Una notizia tremenda che nessun appassionato di basket avrebbe mai voluto sentire, se n’è andato in silenzio, come poche volte è riuscito a rimanere durante tutti i suoi 88 anni, William Felton Russell, detto Bill.
Una vita passata a combattere il razzismo in tutte le sue forme, prima con le parole, poi coi fatti. 88 anni intensi, vissuti prima da leggenda sul parquet, poi in prima linea per i diritti umani, civili e sociali del popolo nero.
Nato a Monroe, nel cuore della Louisiana, ma cresciuto e diventato uomo prima a San Francisco e poi nella città più bianca d’America, a Boston.
Un uomo gigantesco in tutti i sensi, leggenda dello sport della palla a spicchi, il primo capace di dare al ruolo di centro una dimensione prettamente difensiva e, per certi versi, padre di tutti gli odierni rim protector (come Rudy Gobert, per dirne uno). Ma Bill Russell, che in tredici anni di carriera si è infilato UNDICI anelli, non vuole essere ricordato per le sue gesta sul parquet, bensì per il suo costante impegno sul fronte sociale. Bill rappresentava l’anello di congiunzione tra l’attivismo pacifico promosso da Martin Luther King e il movimento Black Power portato avanti da Malcolm X. Una vita passata a combattere per far sì che cadesse ogni barriera sociale che dividesse il mondo privilegiato dei bianchi e quello disgraziato di chi, sfortunatamente, era nato nero.

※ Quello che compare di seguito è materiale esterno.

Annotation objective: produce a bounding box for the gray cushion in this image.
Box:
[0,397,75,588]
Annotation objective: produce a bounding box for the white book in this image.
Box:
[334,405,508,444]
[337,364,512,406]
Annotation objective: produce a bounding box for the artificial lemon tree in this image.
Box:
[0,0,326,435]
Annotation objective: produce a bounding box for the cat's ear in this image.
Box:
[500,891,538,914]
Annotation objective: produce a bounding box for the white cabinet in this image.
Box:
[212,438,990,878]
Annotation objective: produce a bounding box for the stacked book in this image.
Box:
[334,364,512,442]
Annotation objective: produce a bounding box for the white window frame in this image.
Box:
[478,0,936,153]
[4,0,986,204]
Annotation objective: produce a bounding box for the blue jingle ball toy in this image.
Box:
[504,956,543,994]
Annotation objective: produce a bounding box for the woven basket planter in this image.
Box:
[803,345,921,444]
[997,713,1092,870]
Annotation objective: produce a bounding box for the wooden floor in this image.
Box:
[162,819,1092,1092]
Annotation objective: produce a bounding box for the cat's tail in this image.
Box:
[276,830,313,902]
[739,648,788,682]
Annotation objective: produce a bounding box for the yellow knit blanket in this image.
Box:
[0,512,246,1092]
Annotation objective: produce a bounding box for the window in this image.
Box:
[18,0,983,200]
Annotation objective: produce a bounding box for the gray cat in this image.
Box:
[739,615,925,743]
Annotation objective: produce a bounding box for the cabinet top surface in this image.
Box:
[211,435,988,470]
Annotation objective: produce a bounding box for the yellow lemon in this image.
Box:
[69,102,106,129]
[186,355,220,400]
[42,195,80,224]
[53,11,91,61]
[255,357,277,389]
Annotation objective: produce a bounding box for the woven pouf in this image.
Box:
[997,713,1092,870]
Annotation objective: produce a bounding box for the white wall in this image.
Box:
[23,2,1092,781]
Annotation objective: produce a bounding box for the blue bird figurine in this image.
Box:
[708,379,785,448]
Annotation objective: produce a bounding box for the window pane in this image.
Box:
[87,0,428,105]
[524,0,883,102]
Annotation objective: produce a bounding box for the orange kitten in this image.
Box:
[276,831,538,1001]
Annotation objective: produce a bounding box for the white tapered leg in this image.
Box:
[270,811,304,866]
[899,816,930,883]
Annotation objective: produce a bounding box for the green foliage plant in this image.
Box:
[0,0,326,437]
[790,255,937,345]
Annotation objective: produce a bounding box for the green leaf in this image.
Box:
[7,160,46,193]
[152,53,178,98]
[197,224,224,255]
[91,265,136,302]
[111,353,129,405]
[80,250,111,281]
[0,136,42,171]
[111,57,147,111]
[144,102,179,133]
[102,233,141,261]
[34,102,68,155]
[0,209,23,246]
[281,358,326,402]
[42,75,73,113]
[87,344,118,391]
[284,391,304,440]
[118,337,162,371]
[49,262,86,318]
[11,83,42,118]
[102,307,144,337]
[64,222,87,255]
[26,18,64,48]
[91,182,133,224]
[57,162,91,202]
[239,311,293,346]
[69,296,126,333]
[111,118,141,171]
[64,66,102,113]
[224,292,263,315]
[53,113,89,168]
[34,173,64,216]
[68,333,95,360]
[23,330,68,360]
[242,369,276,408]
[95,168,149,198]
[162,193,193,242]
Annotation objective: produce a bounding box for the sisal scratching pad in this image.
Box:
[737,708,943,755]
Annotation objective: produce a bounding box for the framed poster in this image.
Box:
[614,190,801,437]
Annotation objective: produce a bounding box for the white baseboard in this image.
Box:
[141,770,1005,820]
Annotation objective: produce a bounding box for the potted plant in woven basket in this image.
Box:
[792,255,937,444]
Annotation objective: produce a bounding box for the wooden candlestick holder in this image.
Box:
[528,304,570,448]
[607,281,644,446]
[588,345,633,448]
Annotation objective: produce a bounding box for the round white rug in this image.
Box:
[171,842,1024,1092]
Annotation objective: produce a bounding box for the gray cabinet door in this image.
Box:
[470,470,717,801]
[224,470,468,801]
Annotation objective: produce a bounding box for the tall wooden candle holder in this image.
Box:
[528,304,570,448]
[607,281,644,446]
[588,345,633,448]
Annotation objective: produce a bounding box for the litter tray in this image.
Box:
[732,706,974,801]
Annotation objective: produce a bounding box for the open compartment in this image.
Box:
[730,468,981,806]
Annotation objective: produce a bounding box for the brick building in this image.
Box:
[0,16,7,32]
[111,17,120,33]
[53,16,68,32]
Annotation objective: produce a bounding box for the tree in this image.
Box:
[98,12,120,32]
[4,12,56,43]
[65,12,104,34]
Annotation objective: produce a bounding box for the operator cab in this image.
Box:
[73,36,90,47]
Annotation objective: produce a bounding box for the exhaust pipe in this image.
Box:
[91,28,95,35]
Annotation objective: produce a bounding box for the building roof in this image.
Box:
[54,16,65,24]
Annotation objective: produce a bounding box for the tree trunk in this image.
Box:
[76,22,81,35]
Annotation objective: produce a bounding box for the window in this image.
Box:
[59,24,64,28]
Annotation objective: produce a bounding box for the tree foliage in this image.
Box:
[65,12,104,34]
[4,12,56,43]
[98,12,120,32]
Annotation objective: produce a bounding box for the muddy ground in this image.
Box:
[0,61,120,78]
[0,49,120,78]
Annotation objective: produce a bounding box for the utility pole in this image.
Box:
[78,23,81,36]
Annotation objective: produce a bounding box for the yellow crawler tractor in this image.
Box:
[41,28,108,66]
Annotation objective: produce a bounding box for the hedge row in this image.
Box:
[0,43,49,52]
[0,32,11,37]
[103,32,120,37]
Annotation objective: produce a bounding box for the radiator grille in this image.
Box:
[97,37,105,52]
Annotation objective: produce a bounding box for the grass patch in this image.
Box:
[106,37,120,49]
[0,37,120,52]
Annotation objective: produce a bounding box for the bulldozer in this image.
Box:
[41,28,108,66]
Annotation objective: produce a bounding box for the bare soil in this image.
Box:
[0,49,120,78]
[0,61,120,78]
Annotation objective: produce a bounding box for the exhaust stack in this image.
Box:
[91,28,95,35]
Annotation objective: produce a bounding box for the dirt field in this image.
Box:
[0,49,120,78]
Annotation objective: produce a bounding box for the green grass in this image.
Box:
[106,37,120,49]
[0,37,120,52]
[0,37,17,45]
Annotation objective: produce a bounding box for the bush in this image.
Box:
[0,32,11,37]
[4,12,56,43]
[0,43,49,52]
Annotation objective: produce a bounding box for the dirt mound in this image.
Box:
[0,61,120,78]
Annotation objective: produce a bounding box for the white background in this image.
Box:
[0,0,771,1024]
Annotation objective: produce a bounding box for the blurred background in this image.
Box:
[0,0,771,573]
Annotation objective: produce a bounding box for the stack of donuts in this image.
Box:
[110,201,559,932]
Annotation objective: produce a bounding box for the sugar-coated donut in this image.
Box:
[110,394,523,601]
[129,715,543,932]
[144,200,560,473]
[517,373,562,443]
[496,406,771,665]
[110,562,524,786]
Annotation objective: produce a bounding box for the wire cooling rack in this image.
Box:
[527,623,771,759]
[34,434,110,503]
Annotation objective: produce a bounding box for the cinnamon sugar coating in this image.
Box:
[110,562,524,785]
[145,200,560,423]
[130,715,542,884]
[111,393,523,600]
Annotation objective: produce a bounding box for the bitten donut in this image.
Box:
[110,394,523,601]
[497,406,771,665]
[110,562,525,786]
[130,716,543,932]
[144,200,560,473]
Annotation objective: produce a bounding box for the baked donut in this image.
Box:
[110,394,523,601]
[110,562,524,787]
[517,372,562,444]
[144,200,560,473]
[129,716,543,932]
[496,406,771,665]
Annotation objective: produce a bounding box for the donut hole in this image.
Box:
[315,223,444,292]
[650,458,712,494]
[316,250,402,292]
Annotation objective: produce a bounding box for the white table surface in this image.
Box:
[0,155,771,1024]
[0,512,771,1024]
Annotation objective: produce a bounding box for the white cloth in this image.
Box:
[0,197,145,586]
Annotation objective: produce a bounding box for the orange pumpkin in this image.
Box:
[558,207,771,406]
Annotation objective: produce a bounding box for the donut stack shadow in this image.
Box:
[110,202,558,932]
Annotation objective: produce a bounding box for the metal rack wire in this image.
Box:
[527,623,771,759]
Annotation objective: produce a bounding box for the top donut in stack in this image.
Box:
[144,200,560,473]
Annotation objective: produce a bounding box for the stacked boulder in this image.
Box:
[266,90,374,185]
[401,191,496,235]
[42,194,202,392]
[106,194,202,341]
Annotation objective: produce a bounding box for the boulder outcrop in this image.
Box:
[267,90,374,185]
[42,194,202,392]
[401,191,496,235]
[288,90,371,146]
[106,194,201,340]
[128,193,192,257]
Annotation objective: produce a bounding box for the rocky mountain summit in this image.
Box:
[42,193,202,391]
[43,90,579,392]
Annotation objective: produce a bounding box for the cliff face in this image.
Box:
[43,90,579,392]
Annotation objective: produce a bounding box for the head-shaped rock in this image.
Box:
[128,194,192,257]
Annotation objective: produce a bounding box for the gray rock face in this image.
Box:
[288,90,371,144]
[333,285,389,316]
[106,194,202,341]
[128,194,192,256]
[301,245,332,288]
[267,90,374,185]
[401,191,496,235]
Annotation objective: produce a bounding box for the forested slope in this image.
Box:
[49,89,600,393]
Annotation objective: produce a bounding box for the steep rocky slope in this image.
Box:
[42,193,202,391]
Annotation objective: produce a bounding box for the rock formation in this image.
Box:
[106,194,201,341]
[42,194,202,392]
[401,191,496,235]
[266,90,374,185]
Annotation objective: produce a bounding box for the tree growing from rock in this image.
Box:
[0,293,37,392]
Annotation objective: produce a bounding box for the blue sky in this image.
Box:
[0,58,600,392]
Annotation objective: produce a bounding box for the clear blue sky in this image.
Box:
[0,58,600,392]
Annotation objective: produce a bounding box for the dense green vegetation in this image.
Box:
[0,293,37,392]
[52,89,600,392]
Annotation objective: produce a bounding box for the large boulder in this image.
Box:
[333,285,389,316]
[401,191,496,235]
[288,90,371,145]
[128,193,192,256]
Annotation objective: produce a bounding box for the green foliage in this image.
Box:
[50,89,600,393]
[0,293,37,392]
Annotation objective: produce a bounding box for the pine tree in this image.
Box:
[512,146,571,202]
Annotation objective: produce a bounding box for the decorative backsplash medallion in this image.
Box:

88 anni intensi, vissuti dal primo all’ultimo giorno prima nel terribile profondo sud, poi nella capitale della controcultura e poi nella città, a detta dei tifosi Laker, più razzista degli States.
Undici titoli, due campionati NCAA, 5 MVP, numeri impressionanti che però non ci dicono chi era realmente William Felton Russell, per tutti, semplicemente Bill.